Mais contextualisons. 9 millions pour 640 opérations, c’est environ $14 000 par opération. Les dépenses annuelle par personne dans les universités au Québec est plus du double de ce coût, et l’effet durable est souvent moins évident sur le bien-être de la personne. Ne pas couvrir ces opérations reviendrait à suggérer que le bien-être émotionnel et psychologique des personnes trans vaut moins qu’une session d’université.

Le budget annuel total de la régie d’assurance maladie du Québec et du régime public d’assurance médicament est de plus de 10 milliards. 9 millions dans les six dernières années, soit 1 million et demi par an, ce n’est qu’en moyenne 0.015% des dépenses totales du régime.

Les vaginoplasties, phalloplasties, orchidectomies et métaoidioplasties sont des procédures qui améliorent la vie des hommes et femmes trans. Pour les personnes qui les désirent, ce ne sont pas des caprices, mais une façon de se conformer à leur image d’elles-mêmes, et d’alléger l’aliénation causée par un corps qui n’est pas à leur image. La couverture d’assurance de ces procédures est essentielle.

Désignation légale et soins de fertilité

Jusqu’en octobre 2015, obtenir une chirurgie de réassignation génitale étaient un prérequis au changement de la mention de sexe dans les documents officiels. Les hommes trans et femmes trans étaient donc obligés à opter pour une telle chirurgie s’ils voulaient être reconnus légalement comme hommes et femmes.

Avant 2009, cela voulait dire payer de sa poche, et souvent aller hors Québec, simplement pour recevoir une reconnaissance officielle de son genre.

Les traitements hormonaux très souvent, et les opérations de de réassignation génitale toujours rendent infertiles.
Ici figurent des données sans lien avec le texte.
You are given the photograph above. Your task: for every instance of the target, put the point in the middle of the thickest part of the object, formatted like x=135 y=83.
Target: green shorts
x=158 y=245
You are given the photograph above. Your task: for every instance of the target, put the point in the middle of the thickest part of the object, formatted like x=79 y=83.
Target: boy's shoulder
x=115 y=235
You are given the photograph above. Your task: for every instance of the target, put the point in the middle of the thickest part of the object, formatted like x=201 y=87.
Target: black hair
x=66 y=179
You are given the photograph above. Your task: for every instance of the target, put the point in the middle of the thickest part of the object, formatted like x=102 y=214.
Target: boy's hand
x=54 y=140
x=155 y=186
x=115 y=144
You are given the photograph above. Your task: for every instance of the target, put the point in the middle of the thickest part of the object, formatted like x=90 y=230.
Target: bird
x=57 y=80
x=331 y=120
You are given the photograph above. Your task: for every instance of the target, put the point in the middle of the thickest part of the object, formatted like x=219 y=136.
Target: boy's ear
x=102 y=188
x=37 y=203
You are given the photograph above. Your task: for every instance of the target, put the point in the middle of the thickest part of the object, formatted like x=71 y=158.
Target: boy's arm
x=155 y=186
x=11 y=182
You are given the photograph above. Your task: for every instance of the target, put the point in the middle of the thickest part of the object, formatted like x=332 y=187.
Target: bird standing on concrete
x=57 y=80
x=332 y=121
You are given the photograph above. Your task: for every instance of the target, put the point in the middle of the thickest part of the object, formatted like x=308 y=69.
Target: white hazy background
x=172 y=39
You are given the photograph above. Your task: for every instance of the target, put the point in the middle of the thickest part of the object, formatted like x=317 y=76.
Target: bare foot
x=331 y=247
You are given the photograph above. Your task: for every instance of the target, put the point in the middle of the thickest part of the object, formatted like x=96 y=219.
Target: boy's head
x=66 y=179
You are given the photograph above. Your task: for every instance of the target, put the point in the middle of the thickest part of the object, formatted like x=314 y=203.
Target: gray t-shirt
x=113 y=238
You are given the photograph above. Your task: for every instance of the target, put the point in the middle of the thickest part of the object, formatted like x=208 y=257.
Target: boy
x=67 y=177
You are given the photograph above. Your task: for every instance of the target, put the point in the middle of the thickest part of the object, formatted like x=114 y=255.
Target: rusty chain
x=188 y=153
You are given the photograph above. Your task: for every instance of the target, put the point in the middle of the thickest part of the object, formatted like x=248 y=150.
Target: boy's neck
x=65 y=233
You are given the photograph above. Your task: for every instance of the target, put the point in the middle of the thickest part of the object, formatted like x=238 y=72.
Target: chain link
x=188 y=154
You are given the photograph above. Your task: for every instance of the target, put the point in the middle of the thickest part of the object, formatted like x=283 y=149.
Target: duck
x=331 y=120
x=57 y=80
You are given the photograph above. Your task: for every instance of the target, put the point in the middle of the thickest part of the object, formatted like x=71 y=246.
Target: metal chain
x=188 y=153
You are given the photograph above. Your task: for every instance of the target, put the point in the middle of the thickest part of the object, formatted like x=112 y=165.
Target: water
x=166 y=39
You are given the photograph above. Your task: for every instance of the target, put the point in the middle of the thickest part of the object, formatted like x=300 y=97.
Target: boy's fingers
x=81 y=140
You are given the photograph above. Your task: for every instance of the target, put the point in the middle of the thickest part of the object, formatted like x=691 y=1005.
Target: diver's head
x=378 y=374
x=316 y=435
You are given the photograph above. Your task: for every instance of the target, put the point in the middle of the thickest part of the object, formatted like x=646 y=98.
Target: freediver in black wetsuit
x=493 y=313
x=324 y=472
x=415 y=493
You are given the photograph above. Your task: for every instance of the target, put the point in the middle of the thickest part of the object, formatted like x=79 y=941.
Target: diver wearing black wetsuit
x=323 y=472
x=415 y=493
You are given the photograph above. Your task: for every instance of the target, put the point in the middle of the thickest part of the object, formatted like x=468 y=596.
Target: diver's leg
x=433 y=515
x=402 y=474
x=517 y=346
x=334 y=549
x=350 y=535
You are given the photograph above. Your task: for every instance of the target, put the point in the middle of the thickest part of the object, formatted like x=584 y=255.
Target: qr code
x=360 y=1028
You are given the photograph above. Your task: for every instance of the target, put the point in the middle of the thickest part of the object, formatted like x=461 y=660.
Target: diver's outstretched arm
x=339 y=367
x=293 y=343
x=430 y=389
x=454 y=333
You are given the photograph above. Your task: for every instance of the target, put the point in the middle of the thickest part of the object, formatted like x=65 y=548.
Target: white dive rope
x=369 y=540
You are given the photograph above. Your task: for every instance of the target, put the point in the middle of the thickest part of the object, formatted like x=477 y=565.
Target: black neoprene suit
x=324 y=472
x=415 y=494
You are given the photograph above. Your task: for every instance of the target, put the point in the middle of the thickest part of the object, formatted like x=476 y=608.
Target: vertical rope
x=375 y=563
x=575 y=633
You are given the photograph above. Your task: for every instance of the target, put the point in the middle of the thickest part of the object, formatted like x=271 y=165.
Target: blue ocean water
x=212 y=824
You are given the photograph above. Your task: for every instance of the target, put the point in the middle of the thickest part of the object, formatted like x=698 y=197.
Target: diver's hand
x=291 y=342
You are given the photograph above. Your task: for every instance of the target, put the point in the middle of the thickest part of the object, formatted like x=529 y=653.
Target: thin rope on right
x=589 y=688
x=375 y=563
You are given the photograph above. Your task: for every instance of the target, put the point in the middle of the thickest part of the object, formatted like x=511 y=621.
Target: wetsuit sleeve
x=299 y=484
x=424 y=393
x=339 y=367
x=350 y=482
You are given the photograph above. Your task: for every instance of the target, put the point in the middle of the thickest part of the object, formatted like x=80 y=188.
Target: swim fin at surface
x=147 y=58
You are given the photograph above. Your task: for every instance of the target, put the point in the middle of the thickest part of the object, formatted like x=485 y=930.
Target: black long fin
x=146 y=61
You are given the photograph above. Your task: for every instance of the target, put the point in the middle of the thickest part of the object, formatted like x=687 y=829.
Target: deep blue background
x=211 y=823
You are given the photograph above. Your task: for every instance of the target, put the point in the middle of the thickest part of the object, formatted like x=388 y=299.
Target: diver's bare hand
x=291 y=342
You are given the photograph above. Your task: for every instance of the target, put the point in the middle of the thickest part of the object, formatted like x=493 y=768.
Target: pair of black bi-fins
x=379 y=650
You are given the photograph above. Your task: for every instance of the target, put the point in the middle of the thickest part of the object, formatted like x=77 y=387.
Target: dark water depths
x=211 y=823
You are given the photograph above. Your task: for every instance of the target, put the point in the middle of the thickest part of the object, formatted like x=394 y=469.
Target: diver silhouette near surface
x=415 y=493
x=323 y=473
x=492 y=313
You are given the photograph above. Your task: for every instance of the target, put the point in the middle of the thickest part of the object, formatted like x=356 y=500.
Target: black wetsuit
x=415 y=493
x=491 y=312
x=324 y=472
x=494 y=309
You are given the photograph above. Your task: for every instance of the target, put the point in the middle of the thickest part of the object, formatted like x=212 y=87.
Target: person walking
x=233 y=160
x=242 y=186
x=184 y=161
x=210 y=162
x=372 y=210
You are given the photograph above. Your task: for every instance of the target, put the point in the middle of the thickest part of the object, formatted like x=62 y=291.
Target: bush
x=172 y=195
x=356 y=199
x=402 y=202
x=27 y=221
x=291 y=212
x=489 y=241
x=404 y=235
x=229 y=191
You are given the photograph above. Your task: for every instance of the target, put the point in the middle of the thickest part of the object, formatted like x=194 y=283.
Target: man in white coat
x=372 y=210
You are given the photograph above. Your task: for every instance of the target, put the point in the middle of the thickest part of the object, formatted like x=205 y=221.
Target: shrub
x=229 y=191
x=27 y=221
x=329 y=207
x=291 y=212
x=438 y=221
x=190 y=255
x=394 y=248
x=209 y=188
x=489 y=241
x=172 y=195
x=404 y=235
Alors que le prélèvement et la préservation des ovules et du sperme étaient couverts par l’assurance maladie auparavant, un effet incident et supposément accidentel — nous verrons bien si le gouvernement corrige le problème — du Projet de Loi 20 est d’éliminer cette couverture. Contrairement aux personnes qui deviennent infertiles à cause d’un traitement de chimiothérapie, les personnes trans auparavant fertiles doivent débourser des coûts annuels substantiels simplement pour avoir la possibilité de concevoir un enfant portant leur matériel génétique. Plusieurs personnes qui, avant octobre 2015, ont dû choisir entre une chirurgie de réassignation génitale ou la non-reconnaissance légale de leur genre. Le gouvernement non seulement imposa l’infertilité, mais il nous enlève aujourd’hui les outils dont plusieurs se servaient pour y pallier.

Les enjeux trans sont toujours d’actualité dans la vie des personnes trans, et je suis heureuse que les médias y paient une certaine attention. Malgré tout, il est important pour les journalistes de développer une sensitivité dans leurs discours sur les personnes trans, et de bien s’informer du contexte factuel dans lequel les personnes trans vivent.